10. The method of claim 1, further comprising:
generating a targeted training recommendation for a specific employee of the store based on an association between shrink incidents and the specific employee.
11. The method of claim 1, further comprising:
adjusting transaction processing rules or security measures based on current risk assessments provided by the shrink risk factor MLM.
12. A method, comprising:
receiving historical transaction data and security data from a store;
training a shrink risk factor machine learning (MLM) using the historical data to identify patterns associated with shrink events and generate risk factors;
training a shrink mitigation recommendation MLM on the risk factors to generate prescriptive actions;
receiving real-time data from at least one store system during store operations;
processing the real-time data using the shrink risk factor MLM to identify at least one current risk factor;
generating, by the shrink mitigation recommendation MLM, at least one prescriptive action to mitigate the at least one current risk factor; and
providing the at least one prescriptive action to the at least one store system via an application programming interface (API).
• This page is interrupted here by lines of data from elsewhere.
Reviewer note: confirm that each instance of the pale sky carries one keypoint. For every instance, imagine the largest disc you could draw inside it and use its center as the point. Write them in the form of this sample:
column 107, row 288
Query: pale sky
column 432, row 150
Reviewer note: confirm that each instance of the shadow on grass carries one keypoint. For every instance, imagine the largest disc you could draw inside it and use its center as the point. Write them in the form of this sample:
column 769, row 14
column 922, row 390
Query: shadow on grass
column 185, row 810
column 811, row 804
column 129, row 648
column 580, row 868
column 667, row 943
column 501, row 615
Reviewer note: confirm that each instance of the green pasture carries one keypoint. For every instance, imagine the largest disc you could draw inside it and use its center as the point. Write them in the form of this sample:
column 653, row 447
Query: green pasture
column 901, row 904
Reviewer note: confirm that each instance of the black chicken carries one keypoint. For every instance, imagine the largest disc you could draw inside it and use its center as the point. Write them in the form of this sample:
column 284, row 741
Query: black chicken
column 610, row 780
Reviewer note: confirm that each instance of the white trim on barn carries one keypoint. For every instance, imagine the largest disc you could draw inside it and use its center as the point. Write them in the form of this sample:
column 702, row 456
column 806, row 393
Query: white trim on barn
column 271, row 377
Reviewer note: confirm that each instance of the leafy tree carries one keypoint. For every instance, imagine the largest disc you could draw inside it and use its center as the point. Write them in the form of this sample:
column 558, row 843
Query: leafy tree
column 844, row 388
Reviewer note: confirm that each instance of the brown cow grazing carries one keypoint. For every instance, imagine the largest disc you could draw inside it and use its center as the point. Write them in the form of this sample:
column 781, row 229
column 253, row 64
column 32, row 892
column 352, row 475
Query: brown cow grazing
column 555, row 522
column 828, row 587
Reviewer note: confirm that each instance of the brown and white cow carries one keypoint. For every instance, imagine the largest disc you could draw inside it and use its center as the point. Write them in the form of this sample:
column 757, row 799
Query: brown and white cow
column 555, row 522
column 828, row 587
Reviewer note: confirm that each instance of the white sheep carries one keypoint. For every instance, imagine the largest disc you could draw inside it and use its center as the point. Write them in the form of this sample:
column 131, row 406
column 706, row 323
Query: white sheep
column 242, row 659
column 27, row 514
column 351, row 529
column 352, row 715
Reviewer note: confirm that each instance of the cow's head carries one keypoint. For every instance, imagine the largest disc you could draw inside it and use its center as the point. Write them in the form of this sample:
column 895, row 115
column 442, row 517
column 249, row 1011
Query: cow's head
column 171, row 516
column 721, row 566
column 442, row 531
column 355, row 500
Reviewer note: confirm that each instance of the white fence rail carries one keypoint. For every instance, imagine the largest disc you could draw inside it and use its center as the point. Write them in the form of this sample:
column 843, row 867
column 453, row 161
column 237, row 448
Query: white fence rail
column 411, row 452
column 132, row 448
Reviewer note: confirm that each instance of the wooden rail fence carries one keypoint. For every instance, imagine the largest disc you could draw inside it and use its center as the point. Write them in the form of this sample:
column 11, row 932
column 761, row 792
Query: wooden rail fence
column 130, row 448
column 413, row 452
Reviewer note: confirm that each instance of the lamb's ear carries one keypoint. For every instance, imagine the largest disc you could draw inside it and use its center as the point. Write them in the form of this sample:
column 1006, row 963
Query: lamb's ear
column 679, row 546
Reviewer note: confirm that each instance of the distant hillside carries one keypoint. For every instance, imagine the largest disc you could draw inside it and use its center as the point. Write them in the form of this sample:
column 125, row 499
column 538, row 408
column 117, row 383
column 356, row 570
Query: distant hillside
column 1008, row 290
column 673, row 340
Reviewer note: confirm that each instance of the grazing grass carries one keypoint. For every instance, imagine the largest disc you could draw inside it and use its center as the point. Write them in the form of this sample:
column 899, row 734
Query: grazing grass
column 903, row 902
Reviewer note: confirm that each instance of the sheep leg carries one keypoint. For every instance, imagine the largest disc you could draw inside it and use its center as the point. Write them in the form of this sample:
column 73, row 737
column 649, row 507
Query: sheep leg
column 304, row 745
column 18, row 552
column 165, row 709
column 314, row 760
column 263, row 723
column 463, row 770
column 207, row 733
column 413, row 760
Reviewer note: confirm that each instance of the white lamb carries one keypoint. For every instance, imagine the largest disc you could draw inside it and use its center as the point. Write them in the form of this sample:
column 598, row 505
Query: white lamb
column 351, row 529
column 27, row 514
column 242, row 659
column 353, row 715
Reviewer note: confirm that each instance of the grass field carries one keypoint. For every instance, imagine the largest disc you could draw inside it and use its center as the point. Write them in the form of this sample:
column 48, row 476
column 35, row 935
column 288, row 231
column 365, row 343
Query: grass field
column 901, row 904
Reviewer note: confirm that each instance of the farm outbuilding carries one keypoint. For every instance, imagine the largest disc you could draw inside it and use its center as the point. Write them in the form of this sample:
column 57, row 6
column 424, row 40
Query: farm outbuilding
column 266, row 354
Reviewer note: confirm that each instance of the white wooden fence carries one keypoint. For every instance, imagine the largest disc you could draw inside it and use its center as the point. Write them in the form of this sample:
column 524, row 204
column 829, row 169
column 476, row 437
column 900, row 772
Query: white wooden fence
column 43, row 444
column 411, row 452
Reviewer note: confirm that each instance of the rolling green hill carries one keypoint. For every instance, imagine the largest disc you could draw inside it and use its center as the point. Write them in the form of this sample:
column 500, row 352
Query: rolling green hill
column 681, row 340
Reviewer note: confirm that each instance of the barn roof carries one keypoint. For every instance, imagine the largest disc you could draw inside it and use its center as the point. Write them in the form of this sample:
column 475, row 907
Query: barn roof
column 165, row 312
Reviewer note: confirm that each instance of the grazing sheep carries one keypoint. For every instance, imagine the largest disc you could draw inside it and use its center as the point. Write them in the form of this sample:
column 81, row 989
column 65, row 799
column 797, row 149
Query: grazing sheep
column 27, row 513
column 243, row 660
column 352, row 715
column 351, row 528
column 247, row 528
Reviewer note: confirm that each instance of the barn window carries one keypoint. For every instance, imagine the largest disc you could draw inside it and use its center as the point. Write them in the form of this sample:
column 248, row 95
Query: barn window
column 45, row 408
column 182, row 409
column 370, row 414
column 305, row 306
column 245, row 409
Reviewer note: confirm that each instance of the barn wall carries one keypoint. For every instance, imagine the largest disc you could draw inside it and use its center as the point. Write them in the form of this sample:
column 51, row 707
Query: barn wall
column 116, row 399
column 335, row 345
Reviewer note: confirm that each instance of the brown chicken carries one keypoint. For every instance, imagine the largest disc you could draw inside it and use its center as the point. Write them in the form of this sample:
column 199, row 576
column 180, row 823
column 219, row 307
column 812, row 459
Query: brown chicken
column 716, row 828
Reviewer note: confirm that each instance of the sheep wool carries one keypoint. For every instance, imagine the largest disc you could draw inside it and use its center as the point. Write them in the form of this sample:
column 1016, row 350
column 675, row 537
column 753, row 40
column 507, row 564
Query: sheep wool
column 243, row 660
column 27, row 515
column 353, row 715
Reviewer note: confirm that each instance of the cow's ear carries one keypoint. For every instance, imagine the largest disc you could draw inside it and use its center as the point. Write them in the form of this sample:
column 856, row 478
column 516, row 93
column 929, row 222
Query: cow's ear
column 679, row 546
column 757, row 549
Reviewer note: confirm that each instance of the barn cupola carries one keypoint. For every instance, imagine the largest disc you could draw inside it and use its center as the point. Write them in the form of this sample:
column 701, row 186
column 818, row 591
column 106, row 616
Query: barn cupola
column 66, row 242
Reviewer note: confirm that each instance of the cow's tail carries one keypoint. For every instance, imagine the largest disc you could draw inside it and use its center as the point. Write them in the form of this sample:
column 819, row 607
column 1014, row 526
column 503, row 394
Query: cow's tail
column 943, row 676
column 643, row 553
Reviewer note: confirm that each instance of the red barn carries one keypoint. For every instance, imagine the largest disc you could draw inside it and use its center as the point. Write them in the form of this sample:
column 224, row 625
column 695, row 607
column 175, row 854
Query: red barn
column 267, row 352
13. The method of claim 12, wherein training the shrink risk factor MLM further includes labeling historical data with known shrink events and associated risk factors and configuring the shrink risk factor MLM to output labeled risk factors when provided with input data associated with the historical data.
14. The method of claim 12 wherein training the shrink recommendation MLM further includes creating training examples comprising sets of shrink risk factors paired with corresponding effective prescriptive actions and adjusting parameters of the shrink mitigation recommendation MLM to reduce deviations between predicted prescriptive actions and known effective prescriptive actions.
15. The method of claim 12, wherein receiving the real-time data further includes obtaining video analytics from at least one computer vision application processing at least one store camera feed and receiving transaction data from point-of-sale terminals and self-service terminals of the store.
16. The method of claim 12, wherein processing further includes analyzing a behavior pattern of a customer, an attendant, or a cashier at a terminal in the store to identify a potential unintentional shrink event.
17. The method of claim 12, wherein generating further includes tailoring the at least one prescriptive action based on at least one store-specific factor.
18. The method of claim 12, further comprising:
monitoring an effectiveness of an implementation of the at least one prescriptive action; and
updating both the shrink risk factor MLM and the shrink mitigation recommendation MLM based on a monitored effectiveness.
19. A system, comprising:
a cloud server comprising:
a shrink risk factor machine learning (MLM) configured to process real-time store data and output shrink risk factors;
a shrink mitigation recommendation MLM configured to generate prescriptive actions based on the shrink factors; and
an application programming interface (API) configured to provide the prescriptive actions to at least one store system of a store;
wherein the cloud server is configured to perform operations comprising:
receiving historical and real-time data from at least one store computer vision application and a store transaction system;
continuously updating the shrink risk factor MLM and the shrink mitigation recommendation MLM based on effectiveness of implemented prescriptive actions at the store; and
providing at least one real-time shrink prevention action generated by the shrink mitigation recommendation MLM to the at least one store system during an ongoing transaction at the store.
20. The system of claim 19, wherein the shrink risk factor MLM is further configured to:
analyze behavior patterns of cashiers, attendants, and customers at terminals of the store; and
identify potential unintentional shrink events based on detected struggles with scanning items or navigating terminal interfaces during transactions at the terminals.